While GDP is the best measure of overall economic activity, it is available only at a quarterly frequency (although the previous quarter’s estimate is updated every month as more data become available). This can make for a long wait to be certain about turning points in the economy. Employment estimates, another major series considered by the dating committee, come out monthly, but this series tends to be a lagging indicator. In light of this, economic observers try to glean evidence of turning points from data series that come out more frequently and with less of a lag. Transportation data are good candidates, as many series are published monthly, relatively soon after the close of the month. Equally important for this purpose is the fact that they should be highly correlated with economic activity.

First consider manufacturers’ shipments. Manufacturing constitutes the bulk of industrial production, and industrial production is an economic activity explicitly examined by the dating committee. Moreover, manufacturers’ shipments should be closely in sync with business cycles. A look at the most recent data for manufacturers’ shipments shows that the overall series and its components have all moved off their recent lows, a trend that began last May or June. However, they have yet to show robust growth. This pattern looks similar to the way the 2001 recession ended.

But while manufacturing accounts for most industrial production, it accounts for only about 13 percent of GDP, and its employment share is under 10 percent. For those reasons, it may be too narrow a measure to serve as a reliable indicator of overall economic activity. Some broader measures, based on transportation activity, are available from the Bureau of Transportation Statistics. It produces two data series of transportation services: one for freight and one for passengers.

The most recent values for freight and passenger transportation services’ 12-month percentage change are still declining, but since June they have moved up from their recent lows.

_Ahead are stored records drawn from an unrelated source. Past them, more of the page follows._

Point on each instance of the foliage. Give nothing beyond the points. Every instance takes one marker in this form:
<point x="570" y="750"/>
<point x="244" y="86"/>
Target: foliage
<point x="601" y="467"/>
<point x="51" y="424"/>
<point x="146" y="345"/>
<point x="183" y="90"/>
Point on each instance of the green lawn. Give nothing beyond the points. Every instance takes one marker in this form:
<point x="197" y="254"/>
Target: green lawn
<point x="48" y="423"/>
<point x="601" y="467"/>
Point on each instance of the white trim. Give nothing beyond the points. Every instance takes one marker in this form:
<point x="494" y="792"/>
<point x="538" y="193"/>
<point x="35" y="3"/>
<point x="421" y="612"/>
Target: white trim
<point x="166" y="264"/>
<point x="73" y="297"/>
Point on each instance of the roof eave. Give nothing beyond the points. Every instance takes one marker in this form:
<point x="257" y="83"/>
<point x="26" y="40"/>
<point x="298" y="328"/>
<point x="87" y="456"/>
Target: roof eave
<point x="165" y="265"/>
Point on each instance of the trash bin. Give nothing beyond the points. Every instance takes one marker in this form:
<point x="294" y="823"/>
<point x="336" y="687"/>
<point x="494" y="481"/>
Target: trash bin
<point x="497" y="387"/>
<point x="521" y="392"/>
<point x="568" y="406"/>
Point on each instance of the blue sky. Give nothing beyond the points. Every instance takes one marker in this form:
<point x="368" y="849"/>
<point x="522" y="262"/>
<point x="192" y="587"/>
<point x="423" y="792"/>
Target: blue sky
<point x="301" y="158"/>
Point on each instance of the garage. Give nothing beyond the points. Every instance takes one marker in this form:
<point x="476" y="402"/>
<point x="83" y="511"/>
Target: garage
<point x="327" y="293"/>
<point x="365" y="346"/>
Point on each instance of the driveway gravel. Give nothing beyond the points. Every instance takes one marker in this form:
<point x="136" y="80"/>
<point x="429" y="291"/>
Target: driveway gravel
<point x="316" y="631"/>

Unfortunately, the link between these series and overall economic activity may not be as tight as one would hope. In the 1991 recession, the growth rate for freight declined before the recession officially started, was roughly flat through the recession, and began to grow again at the start of the recovery. The passenger series was even more problematic in that recession. Growth in passenger travel slowed at the onset of the recession but then plunged after the 9/11 terrorist attacks. These shocks put this series out of sync with the overall economy at the end of the last recession.

A series that goes back further—and that seems more closely tuned to the overall business cycle—is the Federal Highway Administration’s estimate of vehicle miles of travel. This monthly series has the advantage of being dependent on a broader array of economic activity. People drive for a variety of reasons (to work, to shop, for vacations) in addition to delivering goods. While this measure does not always turn sharply negative during a recession, the growth rate does remain depressed relative to what it was just prior to a downturn. This occurs in part because there appears to be a modest long-run decline in the growth rate of vehicle miles, and so this trend must be accounted for in looking for turning points in the economy.

Finally, on a related note, we look at a transportation measure with an application to more local economic activity. If you have a view of the Great Lakes, it’s not your imagination, there really is less ore boat traffic out there. Water is the least expensive way to ship bulk items, and the Great Lake states have long benefited from this advantage. Iron ore, limestone, and coal, all key ingredients in the production of iron and steel, comprise almost 95 percent of Great Lakes cargo by tonnage. While Great Lakes shipping volumes have stopped shrinking as rapidly as they had been in the beginning of the year (when total shipments were down 80 percent year-over-year), they are still down nearly 40 percent. With iron and steel mill production down nearly 57 percent year-over-year, this should not be too surprising. Great Lakes shipping will recover only once these mills return to a higher production rate.